Reading this parable, it’s easy to just believe that the good soil was just there. Our culture has primed us to think that good things just show up. Nice houses are just built. Delicious meals are just prepared. Interesting books are just written. Memorable movies are just made. Thriving cities are just developed. The new iPhone just appeared.
As you picture your heart as being like soil, ask what you are doing every day to till it. To remove rocks? To nourish it? A relationship with Jesus is truly a Daily Walk. I think my dad was often ready to give up on his dream of a garden. There were too many rocks and the ground was too hard, but he kept going, making small improvements that over time amounted to large improvements. Our hearts might contain some rocks that seem too big to move or ground that’s too hard to till. It will take time, it will take blood, sweat, and tears, and it will take dedication, but our hearts aren’t something to take lightly. It’s not good enough to settle on an occasional walk with Jesus. We must allow Him to remove sharp rocks and to soften our hearts every day.

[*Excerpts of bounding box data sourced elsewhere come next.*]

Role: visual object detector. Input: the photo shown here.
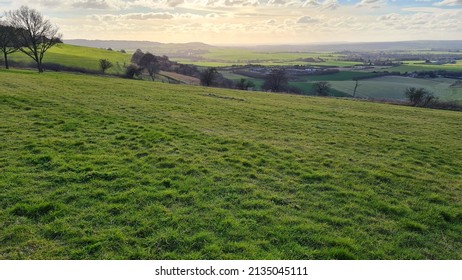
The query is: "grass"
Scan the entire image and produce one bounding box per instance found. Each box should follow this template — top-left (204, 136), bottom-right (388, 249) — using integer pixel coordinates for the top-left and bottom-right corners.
top-left (0, 71), bottom-right (462, 259)
top-left (388, 60), bottom-right (462, 73)
top-left (330, 76), bottom-right (462, 100)
top-left (172, 48), bottom-right (358, 67)
top-left (10, 44), bottom-right (131, 74)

The habits of older people, whether at home or at church, are passed along to children and younger people who are forming their own rhythm of life. When we take kids along on the journey of bringing both our joys and struggles to God—no matter how small—we provide an example that they will follow through their journey into adulthood. They will learn to take the rocks from their hearts and lay them at Jesus’ feet.
Recalibrate: Which kind of soil does your heart feel like lately? How have you been living the past few months and how does that correlate with how your heart feels?
Respond: Pray for a desire to have a closer relationship with Jesus. Ask for help in removing the big rocks stuck in your heart.
Research: Read Peter Scazzero’s “The Emotionally Healthy Church.”
Wonder: Get out some Play-Doh or improvise with something else (applesauce in a Ziploc bag works great) and something hard like a piece of Lego. Talk about how Jesus wants us to have soft hearts and not hard hearts. Pray for Jesus to keep our hearts growing in Him.
Adventure: Help your child find a rock and decorate it (bonus points if you make one too). Designate this rock as your child's “prayer rock.” Whenever a tough time comes up or their hearts are feeling hard, take a moment to bring out the rock and pray with them that Jesus will soften and work on their hearts.
Purpose: What are some things that have happened in your life that have caused you to put up some walls or develop a tough shell? It’s scary to ask Jesus for a soft heart. Journal or draw a picture of what these walls look like. What would be the hardest part if these walls came down?